I was a young second lieutenant when called to the Colonel’s office where he appointed me Mess Secretary. He told me army regulations decreed officers’ messes must hold at least one general meeting per year and it would be my responsibility to record the meetings and file the minutes in the archives.
Yes, sir. He then growled he hated mess meetings, had no intention of holding any and therefore my job would be to create the minutes of fictitious meetings. For nine years I created issues, arguments, counter-arguments, motions and votes, all duly signed by the Colonel and myself and placed in the regimental archives.
The reason I’m giving you all this background is that I have come to realize that I have the qualifications for a really great patronage appointment. That’s the kind of job handed out by governments to supporters, relatives, otherwise unemployable ex-Members of Parliament.
I even have a name for my new appointment: Auditor General of Parliamentary Morality. Ain’t that a beauty?
Here’s how it would work: MPs with guilty consciences could come to my office and unburden themselves with all the guaranteed confidentiality of the confessional. I would listen to them quietly, ask a few soft questions, suggest a change of direction, give them a glass of expensive sherry and a pat on the back. They would leave refreshed and eager to resume their careers unblemished by any taint of guilt. Here is where my experience comes into play. Since I doubt any MP would be foolish enough to come to my office (I may be wrong) I could simply make up all the interviews.
I would report to someone in the Prime Minister’s Office, the report would be tabled in Parliament eventually and my cheques would be deposited in my account. For secrecy reasons, no names or specific circumstances would be chronicled.
In effect, I could make up whole interviews and outcomes and no one would be any the wiser. I would throw in complimentary passages about the Prime Minister and several prominent cabinet misters being role models for leadership and ethical behaviour, etc. This would ensure the longevity of my office.
An Order of Canada one day, perhaps?
I wouldn’t be too greedy of course, no $16 orange juice for me, just a modest mid-range six-figure income would suffice. Of course, I would like to be considered for junkets to warm places in our colder months, meeting other patronage appointees from other countries, exchanging anecdotes about the antics of some high profile politicians in our governments, all confidential, of course, just for laughs between us.
Just to test my fantasy against reality, I looked up the credentials needed for getting a patronage job on a parole board.
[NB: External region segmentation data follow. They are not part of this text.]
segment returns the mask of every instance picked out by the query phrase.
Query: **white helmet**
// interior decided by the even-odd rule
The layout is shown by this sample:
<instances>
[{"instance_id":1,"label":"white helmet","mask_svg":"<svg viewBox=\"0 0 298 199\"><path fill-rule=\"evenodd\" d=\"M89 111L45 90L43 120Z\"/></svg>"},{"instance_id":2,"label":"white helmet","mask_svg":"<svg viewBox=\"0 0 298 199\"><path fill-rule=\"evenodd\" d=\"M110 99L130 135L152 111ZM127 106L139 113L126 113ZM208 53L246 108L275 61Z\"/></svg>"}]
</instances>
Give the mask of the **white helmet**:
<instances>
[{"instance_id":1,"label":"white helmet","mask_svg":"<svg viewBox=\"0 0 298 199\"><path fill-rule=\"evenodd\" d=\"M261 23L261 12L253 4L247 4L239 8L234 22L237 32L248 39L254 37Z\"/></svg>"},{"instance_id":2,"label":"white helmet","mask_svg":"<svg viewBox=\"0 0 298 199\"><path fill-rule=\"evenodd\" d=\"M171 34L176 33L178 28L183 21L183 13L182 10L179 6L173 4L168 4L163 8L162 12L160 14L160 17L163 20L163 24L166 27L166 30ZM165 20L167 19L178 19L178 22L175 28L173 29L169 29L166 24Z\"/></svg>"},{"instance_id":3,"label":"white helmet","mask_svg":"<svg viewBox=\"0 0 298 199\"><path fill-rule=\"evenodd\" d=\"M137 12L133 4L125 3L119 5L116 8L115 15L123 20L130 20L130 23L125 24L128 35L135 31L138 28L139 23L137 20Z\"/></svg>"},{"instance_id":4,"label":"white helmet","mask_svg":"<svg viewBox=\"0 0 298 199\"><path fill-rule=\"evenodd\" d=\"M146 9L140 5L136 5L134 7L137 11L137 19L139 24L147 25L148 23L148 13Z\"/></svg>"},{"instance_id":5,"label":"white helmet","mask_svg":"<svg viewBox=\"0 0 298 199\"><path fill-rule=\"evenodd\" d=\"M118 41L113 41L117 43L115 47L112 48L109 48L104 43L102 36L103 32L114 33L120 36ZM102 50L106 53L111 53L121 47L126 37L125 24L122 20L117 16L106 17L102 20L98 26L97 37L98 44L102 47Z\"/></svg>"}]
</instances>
I once heard a lady from the Prairies say she was qualified to hold her fairly high position because she was a wife and mother of three kids and had lots of experience in ferreting out lies and judging the sincerity of remorse. If you think I’m exaggerating, look up the broad educational and social background needed to be considered for a post on a parole board. I think anyone could wriggle their way through the qualification maze.
That’s where one needs a patron, someone to grease the wheels. Unfortunately, I don’t know any influential politicians. Damn!